# RNA modification and antibiotic resistance

> **NIH NIH R01** · EMORY UNIVERSITY · 2023 · $99,232

## Abstract

ABSTRACT
The application of antibiotics to the treatment of bacterial infections revolutionized modern medical practice. In
the decades since, a combination of improperly controlled usage and the remarkable ability of bacterial
populations to develop resistance to these drugs has severely restricted the clinical usefulness of many
antibiotics. We are now at a critical juncture where the majority of useful antibiotics have known and sometimes
extensive resistance, and few novel replacements or strategies to combat the resistance problem are in active
development. Many clinically useful antibiotics target the bacterial ribosome. One increasingly prevalent form of
resistance to these drugs is alteration of the modification status of the ribosomal RNA (rRNA) via acquired or
intrinsic methyltransferase enzymes. While enzymes responsible for incorporating these antibiotic resistance-
associated rRNA modifications are known, we understand far less about their mechanisms of action (such as
specific substrate recognition), which might offer viable new targets to counter the resistance. Further, we also
currently have a poor understanding of the molecular basis for how rRNA methylation affects ribosome-antibiotic
interactions. The experiments proposed in this application will directly address these critical gaps in our
fundamental knowledge of rRNA methylation and bacterial antibiotic resistance. In the first two aims we will
define the molecular mechanisms of ribosome subunit recognition by two different rRNA modification enzymes,
the acquired aminoglycoside-resistance 16S rRNA (m7G1405) methyltransferases (Aim 1) and the intrinsic
Mycobacterium tuberculosis methyltransferase TlyA (Aim 2). Next, we will develop a new computational and
experimental framework for understanding antibiotic-methylated rRNA interactions (Aim 3). Our goal is to explain
at the molecular level how rRNA modifications limit drug efficacy and how these effects can be evaded.
Collectively, the results of these three independent but complementary aims will deepen our fundamental
understanding of the molecular strategies used by rRNA modification enzymes and the impacts of rRNA
methylation on antibiotic resistance in bacteria.
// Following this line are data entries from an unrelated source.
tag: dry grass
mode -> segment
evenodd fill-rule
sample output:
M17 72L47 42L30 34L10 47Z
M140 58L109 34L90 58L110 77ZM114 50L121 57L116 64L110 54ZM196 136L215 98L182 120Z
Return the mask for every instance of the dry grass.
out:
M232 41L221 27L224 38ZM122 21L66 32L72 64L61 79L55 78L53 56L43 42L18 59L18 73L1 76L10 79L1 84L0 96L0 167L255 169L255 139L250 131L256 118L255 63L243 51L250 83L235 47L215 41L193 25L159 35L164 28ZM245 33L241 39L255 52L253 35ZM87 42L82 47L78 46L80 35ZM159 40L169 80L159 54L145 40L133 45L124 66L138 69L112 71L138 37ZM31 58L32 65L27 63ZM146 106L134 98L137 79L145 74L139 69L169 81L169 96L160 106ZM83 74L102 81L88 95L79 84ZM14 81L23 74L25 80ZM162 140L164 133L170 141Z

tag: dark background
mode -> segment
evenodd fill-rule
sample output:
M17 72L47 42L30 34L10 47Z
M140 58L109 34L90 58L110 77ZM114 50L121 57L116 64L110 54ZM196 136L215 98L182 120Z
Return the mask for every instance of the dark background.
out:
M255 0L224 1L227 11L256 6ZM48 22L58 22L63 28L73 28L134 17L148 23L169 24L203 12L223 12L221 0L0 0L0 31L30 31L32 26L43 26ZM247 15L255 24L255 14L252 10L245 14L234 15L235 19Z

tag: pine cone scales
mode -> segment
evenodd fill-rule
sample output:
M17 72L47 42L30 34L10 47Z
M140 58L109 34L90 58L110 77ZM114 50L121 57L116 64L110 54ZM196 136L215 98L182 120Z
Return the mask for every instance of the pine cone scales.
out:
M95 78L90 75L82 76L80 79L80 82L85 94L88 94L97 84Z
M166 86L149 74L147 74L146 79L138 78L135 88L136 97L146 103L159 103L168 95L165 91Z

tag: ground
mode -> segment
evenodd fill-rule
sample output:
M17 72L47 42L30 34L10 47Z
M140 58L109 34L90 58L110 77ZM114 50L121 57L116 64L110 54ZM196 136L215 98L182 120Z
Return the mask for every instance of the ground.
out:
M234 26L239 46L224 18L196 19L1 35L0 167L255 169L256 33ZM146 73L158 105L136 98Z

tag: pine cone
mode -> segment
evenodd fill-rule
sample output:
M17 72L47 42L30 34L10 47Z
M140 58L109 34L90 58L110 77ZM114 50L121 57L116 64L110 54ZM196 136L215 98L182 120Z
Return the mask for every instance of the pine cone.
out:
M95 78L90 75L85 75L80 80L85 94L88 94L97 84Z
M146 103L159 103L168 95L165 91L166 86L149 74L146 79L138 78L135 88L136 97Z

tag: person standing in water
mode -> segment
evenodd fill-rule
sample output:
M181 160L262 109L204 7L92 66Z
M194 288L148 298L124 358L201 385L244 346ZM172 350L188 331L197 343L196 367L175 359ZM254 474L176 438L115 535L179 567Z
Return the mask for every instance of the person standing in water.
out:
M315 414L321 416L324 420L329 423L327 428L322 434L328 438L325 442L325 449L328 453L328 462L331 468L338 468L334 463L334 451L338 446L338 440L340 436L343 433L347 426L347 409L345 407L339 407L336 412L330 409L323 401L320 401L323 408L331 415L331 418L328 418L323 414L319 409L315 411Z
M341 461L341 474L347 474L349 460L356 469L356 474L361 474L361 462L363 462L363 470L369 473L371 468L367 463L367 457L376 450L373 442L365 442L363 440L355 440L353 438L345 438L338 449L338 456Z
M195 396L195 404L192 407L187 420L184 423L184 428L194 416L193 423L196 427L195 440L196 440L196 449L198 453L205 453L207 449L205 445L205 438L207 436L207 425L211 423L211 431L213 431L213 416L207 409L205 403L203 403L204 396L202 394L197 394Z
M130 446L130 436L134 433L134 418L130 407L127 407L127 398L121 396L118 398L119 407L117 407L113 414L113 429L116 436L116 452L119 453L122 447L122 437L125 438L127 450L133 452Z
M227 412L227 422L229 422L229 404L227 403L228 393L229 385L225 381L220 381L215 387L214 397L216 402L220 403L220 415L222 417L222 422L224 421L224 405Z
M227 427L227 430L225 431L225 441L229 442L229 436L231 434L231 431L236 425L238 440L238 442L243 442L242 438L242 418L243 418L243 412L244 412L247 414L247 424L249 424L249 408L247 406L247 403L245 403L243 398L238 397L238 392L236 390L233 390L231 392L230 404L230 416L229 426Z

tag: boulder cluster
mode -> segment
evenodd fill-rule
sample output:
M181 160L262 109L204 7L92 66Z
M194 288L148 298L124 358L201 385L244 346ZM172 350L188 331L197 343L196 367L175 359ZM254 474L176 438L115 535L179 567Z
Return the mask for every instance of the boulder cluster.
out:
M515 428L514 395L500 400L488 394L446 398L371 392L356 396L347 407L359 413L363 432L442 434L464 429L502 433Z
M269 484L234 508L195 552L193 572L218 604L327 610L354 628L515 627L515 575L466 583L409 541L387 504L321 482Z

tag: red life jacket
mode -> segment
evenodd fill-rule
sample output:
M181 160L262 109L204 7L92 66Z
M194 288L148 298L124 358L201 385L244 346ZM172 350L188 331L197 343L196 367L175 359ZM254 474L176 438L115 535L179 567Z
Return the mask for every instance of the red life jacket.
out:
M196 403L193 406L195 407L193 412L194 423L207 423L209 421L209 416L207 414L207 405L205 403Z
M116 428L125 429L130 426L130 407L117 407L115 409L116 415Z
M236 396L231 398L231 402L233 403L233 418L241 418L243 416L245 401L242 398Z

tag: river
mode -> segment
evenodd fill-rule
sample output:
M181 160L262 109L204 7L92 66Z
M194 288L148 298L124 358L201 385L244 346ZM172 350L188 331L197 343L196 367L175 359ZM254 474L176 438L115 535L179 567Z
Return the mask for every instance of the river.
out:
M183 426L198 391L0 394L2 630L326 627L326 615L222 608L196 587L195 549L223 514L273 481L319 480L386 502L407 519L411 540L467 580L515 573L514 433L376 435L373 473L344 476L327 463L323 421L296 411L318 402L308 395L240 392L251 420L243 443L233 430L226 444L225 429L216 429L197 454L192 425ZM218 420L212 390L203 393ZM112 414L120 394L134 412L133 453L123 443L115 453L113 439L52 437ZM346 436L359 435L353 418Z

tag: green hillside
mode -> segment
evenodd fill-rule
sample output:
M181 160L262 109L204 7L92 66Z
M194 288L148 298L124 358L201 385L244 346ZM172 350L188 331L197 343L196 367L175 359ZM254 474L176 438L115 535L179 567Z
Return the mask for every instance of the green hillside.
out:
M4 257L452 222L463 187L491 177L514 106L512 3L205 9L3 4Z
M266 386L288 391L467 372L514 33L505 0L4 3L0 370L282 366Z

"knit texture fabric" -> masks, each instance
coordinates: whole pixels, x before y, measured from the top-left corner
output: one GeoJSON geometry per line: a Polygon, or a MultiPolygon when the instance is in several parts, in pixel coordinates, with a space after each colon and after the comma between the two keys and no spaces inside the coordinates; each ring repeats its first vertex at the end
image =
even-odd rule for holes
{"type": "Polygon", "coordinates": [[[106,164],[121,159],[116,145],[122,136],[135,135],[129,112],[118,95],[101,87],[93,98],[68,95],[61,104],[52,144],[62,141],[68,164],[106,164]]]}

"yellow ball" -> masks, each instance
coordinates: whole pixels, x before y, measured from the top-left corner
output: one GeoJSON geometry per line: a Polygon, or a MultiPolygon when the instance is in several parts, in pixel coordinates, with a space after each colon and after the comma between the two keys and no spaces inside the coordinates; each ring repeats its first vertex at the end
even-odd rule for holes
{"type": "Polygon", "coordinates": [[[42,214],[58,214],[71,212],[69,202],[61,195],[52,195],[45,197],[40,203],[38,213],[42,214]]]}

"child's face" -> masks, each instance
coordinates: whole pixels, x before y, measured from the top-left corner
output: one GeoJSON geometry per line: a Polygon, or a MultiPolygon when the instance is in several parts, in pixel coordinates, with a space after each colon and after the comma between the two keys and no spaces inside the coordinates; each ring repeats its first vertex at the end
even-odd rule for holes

Our results will support future innovative strategies to counter
the resistance conferred by these enzymes, for example, by facilitating the development of inhibitors of m7G1405
methyltransferase activity or 30S substrate binding, and could also lead to the rational design of novel
antimicrobials capable of fully evading the effects of rRNA modification.

## Key facts

- **NIH application ID:** 10818852
- **Project number:** 3R01AI088025-14S1
- **Recipient organization:** EMORY UNIVERSITY
- **Principal Investigator:** Graeme L Conn
- **Activity code:** R01 (R01, R21, SBIR, etc.)
- **Funding institute:** NIH
- **Fiscal year:** 2023
- **Award amount:** $99,232
- **Award type:** 3
- **Project period:** 2020-05-01 → 2025-04-30

## Primary source

NIH RePORTER: https://reporter.nih.gov/project-details/10818852

## Citation

> US National Institutes of Health, RePORTER application 10818852, RNA modification and antibiotic resistance (3R01AI088025-14S1). Retrieved via AI Analytics 2026-06-11 from https://api.ai-analytics.org/grant/nih/10818852. Licensed CC0.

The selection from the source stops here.